Step 13: Charging the Capacitors (5)

The symbol above the outer pins of the bridge rectifier will be either + or -. Connect these to the + and – ends of the capacitors using 2 more alligator clips.

Step 14: Charging the Capacitors (6)

Plug the power cord into the wall and wait 30 seconds or so for the capacitors to fully charge. Unplug the power cord.

IMPORTANT: do not touch the two ends of the capacitors at the same time otherwise it may hurt. Test whether the capacitors are fully charged using the multimeter at a setting above 450V DC (straight line next the V, not the squiggly line).

Step 15: Charging the Capacitors (7)

NOTE: You can connect the capacitors in series (negative post to positive post) to increase the voltage of the power source created. Use the same number of capacitors for each of the parallel connected sets of capacitors (example: if 3 capacitors are chosen to be connected in parallel in the picture below, connect the series with sets of 3 parallel-connected capacitors with a total of 6 capacitors).

In this example, 2 sets of parallel-connected capacitors are connected in series for a power source of 900 volts. Each set of parallel-connected capacitors will have a total capacitance of 940uF.
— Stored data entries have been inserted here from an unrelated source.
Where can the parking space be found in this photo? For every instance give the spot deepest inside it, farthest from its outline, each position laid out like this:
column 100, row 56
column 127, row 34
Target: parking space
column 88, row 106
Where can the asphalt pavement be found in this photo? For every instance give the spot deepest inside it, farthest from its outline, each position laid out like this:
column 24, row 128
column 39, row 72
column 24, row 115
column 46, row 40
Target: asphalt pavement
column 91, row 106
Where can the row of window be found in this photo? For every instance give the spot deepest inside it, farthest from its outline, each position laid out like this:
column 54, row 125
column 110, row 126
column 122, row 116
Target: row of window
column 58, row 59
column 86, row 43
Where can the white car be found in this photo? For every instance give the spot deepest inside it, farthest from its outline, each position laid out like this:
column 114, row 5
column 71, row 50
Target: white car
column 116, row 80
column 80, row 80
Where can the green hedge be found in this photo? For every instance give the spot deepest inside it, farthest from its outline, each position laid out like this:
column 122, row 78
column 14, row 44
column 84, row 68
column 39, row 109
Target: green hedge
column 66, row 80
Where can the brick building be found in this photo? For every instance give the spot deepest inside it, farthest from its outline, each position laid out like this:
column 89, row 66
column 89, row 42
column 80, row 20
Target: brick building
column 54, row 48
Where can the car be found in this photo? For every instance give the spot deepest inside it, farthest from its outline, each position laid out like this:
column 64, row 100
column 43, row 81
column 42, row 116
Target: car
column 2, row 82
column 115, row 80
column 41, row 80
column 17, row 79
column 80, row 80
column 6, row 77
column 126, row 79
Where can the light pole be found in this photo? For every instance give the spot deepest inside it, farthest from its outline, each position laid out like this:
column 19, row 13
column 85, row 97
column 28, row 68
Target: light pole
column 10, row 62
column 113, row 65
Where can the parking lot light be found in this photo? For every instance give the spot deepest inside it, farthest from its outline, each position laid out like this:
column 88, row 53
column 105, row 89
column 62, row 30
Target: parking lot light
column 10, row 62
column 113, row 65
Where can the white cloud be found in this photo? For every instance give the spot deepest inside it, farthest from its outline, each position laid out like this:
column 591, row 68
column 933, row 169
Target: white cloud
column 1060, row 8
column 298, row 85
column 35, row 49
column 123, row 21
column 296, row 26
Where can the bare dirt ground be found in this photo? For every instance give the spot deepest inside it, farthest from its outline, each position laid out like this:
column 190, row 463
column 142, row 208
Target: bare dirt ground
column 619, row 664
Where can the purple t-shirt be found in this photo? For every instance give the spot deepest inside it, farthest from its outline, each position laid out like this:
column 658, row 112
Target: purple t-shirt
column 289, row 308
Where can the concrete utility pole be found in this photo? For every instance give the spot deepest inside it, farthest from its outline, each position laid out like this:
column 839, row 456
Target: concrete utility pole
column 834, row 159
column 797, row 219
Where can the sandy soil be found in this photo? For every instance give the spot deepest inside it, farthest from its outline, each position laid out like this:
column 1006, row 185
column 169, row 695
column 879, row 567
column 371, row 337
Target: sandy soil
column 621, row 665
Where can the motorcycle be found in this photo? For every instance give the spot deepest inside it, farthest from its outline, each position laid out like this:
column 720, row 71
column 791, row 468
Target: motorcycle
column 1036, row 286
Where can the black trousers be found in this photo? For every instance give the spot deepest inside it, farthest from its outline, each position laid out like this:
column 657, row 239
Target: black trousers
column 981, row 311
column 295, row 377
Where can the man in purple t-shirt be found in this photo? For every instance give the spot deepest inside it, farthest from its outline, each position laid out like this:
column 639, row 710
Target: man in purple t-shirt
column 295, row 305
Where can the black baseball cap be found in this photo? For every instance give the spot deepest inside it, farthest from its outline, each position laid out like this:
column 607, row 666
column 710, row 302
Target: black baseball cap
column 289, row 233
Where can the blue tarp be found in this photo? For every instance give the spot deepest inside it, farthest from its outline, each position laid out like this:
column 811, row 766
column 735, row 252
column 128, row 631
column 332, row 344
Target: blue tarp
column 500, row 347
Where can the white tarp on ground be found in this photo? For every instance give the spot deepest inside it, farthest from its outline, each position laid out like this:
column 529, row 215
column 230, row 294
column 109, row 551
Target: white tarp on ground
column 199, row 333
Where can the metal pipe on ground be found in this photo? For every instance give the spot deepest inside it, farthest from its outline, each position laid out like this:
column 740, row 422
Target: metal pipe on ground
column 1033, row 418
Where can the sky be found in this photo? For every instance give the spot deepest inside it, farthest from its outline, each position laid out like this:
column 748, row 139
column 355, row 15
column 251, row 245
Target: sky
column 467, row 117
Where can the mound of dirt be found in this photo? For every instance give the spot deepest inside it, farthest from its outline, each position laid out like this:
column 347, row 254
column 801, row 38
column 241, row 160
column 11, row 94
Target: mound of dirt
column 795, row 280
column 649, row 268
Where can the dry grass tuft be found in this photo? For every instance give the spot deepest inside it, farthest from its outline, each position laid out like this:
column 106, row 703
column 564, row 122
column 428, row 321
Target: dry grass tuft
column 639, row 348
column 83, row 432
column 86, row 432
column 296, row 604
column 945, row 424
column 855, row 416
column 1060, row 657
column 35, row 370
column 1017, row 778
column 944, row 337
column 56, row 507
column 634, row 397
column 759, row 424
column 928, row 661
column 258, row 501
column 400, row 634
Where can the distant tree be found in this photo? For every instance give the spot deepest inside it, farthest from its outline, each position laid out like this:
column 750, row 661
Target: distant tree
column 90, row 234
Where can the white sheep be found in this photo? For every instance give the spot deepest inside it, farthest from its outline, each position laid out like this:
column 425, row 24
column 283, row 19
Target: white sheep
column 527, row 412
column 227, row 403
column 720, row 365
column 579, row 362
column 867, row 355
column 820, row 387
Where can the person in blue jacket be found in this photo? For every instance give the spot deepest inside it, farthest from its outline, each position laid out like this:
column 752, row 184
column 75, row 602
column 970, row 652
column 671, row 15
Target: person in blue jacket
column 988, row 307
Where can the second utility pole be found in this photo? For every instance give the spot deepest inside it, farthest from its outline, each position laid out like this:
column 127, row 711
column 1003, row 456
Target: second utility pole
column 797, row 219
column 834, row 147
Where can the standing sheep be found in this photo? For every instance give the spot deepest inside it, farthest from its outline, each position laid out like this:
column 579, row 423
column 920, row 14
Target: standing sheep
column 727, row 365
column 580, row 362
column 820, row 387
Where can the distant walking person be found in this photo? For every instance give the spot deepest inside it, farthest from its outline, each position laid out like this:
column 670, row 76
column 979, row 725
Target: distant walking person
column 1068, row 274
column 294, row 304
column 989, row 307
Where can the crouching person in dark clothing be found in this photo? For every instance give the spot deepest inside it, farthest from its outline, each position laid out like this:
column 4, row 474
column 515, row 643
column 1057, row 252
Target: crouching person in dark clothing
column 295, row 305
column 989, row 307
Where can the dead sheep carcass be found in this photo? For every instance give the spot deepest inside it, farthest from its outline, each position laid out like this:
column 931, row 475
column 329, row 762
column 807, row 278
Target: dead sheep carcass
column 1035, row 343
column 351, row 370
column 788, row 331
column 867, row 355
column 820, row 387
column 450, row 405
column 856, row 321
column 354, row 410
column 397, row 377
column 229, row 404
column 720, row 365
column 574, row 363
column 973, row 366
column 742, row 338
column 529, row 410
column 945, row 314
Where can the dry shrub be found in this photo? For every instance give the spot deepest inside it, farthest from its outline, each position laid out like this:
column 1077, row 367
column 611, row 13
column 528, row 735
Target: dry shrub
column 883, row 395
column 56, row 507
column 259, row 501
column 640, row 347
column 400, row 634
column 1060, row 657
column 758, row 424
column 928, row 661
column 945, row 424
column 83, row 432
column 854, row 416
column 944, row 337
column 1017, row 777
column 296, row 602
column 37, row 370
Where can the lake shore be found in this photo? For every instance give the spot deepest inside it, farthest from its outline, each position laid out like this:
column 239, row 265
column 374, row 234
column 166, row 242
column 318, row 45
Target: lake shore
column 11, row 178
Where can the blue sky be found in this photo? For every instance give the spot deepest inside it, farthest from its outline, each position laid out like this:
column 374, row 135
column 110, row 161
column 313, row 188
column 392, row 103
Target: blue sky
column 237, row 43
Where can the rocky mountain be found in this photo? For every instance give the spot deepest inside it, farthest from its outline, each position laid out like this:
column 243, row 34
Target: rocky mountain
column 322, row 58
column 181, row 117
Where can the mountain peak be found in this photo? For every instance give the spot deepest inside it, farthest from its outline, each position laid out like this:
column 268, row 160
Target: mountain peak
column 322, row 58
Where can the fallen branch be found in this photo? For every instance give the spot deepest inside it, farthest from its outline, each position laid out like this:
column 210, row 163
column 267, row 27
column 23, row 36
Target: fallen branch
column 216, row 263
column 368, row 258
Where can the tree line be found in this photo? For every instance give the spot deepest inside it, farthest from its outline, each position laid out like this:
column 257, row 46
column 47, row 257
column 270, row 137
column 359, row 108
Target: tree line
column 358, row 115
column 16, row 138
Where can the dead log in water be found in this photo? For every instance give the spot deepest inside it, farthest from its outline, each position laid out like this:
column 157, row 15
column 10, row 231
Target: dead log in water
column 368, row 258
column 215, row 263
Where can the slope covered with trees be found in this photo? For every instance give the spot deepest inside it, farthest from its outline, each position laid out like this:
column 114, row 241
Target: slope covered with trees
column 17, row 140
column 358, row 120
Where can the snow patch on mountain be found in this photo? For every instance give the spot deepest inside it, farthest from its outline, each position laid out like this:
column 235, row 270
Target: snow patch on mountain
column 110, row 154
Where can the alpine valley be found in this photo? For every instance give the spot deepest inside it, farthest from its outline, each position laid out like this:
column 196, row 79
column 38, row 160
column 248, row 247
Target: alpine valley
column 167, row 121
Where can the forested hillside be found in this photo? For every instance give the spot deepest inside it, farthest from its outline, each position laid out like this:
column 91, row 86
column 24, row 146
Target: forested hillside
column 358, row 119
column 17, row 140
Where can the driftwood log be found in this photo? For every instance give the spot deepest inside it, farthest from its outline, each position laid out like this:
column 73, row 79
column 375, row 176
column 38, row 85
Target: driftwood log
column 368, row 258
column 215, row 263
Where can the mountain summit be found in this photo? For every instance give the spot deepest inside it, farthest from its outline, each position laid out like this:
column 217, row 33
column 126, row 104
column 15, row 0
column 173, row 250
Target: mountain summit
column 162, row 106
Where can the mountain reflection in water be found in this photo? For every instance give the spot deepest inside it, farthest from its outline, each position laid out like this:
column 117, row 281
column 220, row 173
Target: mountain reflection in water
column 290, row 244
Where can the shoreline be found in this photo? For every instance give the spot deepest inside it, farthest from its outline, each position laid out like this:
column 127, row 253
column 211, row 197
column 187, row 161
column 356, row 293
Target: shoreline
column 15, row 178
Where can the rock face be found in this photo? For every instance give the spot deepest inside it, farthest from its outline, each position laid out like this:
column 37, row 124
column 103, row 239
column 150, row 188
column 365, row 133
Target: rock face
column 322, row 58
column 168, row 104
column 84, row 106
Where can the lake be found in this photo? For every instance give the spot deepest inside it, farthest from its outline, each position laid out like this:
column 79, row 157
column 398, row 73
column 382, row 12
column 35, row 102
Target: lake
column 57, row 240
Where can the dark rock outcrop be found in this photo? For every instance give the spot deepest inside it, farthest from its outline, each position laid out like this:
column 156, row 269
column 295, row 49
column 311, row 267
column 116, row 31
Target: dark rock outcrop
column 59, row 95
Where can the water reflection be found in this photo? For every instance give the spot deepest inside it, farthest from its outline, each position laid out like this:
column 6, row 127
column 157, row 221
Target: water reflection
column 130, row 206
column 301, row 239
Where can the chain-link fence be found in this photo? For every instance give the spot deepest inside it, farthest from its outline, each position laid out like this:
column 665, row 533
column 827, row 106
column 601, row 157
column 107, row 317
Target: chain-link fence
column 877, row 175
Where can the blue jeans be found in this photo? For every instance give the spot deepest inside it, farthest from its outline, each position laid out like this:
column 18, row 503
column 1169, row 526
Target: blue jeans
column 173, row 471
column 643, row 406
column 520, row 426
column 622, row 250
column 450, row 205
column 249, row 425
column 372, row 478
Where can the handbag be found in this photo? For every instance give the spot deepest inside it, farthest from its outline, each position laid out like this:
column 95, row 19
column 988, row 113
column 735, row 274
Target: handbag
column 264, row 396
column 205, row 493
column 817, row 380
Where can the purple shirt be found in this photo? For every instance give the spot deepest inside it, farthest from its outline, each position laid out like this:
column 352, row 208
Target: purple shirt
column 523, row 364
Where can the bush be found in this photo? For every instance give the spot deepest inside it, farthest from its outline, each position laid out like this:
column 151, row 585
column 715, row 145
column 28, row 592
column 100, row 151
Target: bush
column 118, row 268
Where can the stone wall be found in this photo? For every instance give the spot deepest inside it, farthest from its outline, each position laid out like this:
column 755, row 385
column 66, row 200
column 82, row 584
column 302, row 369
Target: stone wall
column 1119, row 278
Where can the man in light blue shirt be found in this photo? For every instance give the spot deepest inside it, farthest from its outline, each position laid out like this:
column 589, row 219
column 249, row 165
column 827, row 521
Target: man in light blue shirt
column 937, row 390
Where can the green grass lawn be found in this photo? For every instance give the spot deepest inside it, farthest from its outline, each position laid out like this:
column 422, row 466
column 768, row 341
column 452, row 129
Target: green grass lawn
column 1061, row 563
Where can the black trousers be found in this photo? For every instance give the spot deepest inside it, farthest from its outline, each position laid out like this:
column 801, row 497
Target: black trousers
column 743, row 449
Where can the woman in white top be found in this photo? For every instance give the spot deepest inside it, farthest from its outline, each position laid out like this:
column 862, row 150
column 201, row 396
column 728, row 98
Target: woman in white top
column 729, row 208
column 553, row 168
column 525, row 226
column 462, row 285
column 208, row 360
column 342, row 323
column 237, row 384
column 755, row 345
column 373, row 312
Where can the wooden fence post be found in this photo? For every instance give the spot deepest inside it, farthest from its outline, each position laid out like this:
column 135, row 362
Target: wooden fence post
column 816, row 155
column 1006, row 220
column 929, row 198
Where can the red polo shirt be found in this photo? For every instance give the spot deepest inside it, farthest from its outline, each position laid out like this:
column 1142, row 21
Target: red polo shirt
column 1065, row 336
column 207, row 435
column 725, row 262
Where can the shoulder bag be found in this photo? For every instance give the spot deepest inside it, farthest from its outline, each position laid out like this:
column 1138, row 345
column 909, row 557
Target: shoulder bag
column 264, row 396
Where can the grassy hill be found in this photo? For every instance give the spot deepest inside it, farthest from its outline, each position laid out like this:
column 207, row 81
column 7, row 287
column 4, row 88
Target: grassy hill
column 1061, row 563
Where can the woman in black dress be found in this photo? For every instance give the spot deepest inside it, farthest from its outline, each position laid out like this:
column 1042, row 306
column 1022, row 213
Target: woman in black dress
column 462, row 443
Step 16: Setting Up the Railgun

Set up the projectile above one end of the rod above a portion of the magnet. Connect the negative end of the capacitor to one of the rail ends with an alligator clip like the battery previously used. Using another alligator clip, connect one end of the clip to the other rail leaving the other end of the clip free.

Step 17: Firing the Railgun

Connect the positive end of the capacitor to the free end of the alligator clip that is connected to the other rod and the projectile will shoot.